MacBook Pro late-2013 hands-on

It's all-change in Mac land, and after the MacBook Air got its Haswell refresh earlier this year – to great effect – it's the turn of the MacBook Pro with Retina display to be brought up to speed. Apple's pixel-dense desktop replacement was always a powerhorse, at least in 15-inch form, but now gets Intel fourth-gen Core processors and Iris Pro graphics to deliver more grunt along with more battery life.

Outwardly, differences between the late-2013 Retina Pro's and their predecessors are minor. The display – which can be used in true "Retina" mode, where clusters of pixels are used for incredibly smooth graphics, or at a setting closer to the native resolution of the panel itself, to fit more on-screen at any one time – is still great to use, and the familiar unibody metal chassis is reasonably lightweight and certainly well made.

The main differences are the Thunderbolt 2 ports – which are marked exactly the same – and the pinprick addition of new microphone holes on the left side, just down from the headphone socket.

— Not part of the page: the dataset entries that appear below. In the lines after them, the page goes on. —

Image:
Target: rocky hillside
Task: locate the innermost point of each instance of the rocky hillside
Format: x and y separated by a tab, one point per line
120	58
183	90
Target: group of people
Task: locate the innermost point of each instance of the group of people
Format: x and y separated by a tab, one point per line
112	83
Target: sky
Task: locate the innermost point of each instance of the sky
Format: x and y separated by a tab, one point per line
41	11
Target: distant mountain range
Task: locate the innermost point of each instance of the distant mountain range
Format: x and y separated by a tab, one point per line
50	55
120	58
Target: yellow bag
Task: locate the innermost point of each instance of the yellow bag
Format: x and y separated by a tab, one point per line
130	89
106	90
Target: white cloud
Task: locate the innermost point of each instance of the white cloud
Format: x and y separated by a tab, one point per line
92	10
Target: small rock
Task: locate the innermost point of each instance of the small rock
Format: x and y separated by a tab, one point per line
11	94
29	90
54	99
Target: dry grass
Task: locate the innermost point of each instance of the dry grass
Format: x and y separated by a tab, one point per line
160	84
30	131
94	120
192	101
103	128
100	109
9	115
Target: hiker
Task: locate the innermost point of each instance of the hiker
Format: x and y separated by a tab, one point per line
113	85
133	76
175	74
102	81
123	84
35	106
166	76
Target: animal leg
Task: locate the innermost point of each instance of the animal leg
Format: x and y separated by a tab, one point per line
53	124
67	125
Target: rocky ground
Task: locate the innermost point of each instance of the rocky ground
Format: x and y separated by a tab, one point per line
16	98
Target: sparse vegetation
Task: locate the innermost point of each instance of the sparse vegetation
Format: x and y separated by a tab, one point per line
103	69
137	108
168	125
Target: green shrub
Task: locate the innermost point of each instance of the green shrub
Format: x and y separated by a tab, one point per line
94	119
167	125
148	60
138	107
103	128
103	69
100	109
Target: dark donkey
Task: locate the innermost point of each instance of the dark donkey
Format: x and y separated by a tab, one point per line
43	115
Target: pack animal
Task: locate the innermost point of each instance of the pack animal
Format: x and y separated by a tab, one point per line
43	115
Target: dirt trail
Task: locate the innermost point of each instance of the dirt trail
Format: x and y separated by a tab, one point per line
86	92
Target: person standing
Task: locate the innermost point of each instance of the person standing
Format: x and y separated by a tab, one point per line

Of course, inside it's a different story. Buyers will get free copies of the iLife and iWork suites to run on the Haswell processors, which are more frugal than before which means a jump in battery life: Apple suggests up to 9hrs of iTunes video playback from the 13-inch.

It's the graphics changes which may make the biggest impact, however. On the 15-inch, Intel Iris Pro integrated graphics will likely mean less time using the (now optional) discrete GPU, which should add up to reduced power consumption even when doing traditionally taxing tasks like video processing.

On the 13-inch, meanwhile, our biggest criticism of the notebook – that it didn't quite have the graphics potency to live up to every expectation of the "Pro" name – should also be addressed by the more capable integrated graphics.

That Apple has done all that while simultaneously dropping the price by $200 is more than impressive, and certainly raises the bar for high-end Windows 8 notebooks hoping to compete on portable power. We'll hopefully have a chance to benchmark them fully very soon.